Classification model

Here we use machine learning techniques to create and validate a model that can predict the probability of a relatively rare event (imbalanced classes problem).


In [ ]:
import sys
sys.path.append('../')

# import generic packages
import numpy as np
import pandas as pd
# pd.options.display.max_columns = None
# pd.options.display.max_colwidth = 100
from IPython.display import display

# visualization packages
import matplotlib.pyplot as plt
import matplotlib
import seaborn as sns
sns.set(style="white")
%matplotlib inline

# module loading settings
%load_ext autoreload
%autoreload 2

In [ ]:
# load to data frame
df = pd.read_csv('')

# extract and remove timestamps from data frame
timestamps = df['timestamp']
df.drop('timestamp', axis=1, inplace=True)

# determine categoricals
high_capacity = df.columns.values[~np.array(df.dtypes == np.number)].tolist()
print "high capacity categorical feature columns:"
print high_capacity

# print some info
print "{:d} observations".format(len(df))
df.head()

Model specification

Here we set some specifications for the model: type, how it should be fitted, optimized and validated.


In [ ]:
model_type = 'rf'  # the classification algorithm
tune_model = False  # optimize hyperparameters

cross_val_method = 'temporal'  # cross-validation routine

cost_fp = 1000  # preferably in euros!
benefit_tp = 3000
class_weights = {0: cost_fp, 1: benefit_tp}  # costs for fn and fp

Cross-validation procedure

To validate whether the model makes sensible predictions, we need to perform cross-validation. The exact procedure for this is specified below. Random cross-validation (set-aside a random sample for testing) is fast, but temporal cross-validation (set-aside a time period for testing) gives the most realistic results due to the resemblence of real-world model usage.


In [ ]:
from sklearn.model_selection import StratifiedShuffleSplit, GridSearchCV, train_test_split

#source: https://github.com/BigDataRepublic/bdr-analytics-py
#! pip install -e git+ssh://git@github.com/BigDataRepublic/bdr-analytics.git#egg=bdranalytics-0.1
from bdranalytics.pipeline.encoders import WeightOfEvidenceEncoder
from bdranalytics.model_selection.growingwindow import IntervalGrowingWindow

from sklearn.metrics import average_precision_score, make_scorer, roc_auc_score

if cross_val_method is 'random':
  
    # split train data into stratified random folds
    cv_dev = StratifiedShuffleSplit(test_size=0.1, train_size=0.1, n_splits=5, random_state=1)
    
    cv_test = StratifiedShuffleSplit(test_size=0.33, n_splits=1, random_state=2)

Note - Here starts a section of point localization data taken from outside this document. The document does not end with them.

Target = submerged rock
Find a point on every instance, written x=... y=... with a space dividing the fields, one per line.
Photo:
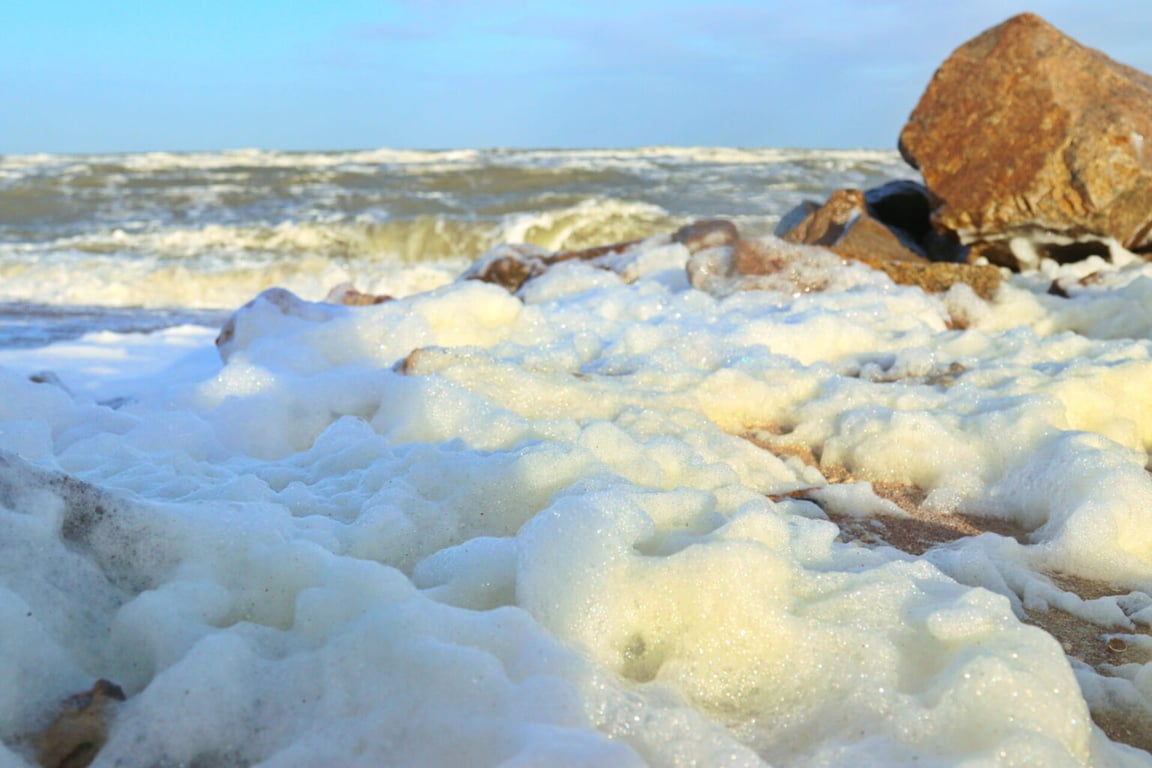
x=1025 y=134
x=513 y=265
x=846 y=226
x=775 y=264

elif cross_val_method is 'temporal':
    
    train_size = pd.Timedelta(days=365 * 4 )
    
    # create a cross-validation routine for parameter tuning
    cv_dev = IntervalGrowingWindow(timestamps=timestamps,
                               test_start_date=pd.datetime(year=2015, month=1, day=1),
                               test_end_date=pd.datetime(year=2015, month=12, day=31),
                               test_size=pd.Timedelta(days=30), 
                               train_size=train_size)
    
    # create a cross-validation routine for model evaluation
    cv_test = IntervalGrowingWindow(timestamps=timestamps,
                               test_start_date=pd.datetime(year=2016, month=1, day=1),
                               test_end_date=pd.datetime(year=2016, month=8, day=31),
                               test_size=pd.Timedelta(days=2*30),
                               train_size=train_size)    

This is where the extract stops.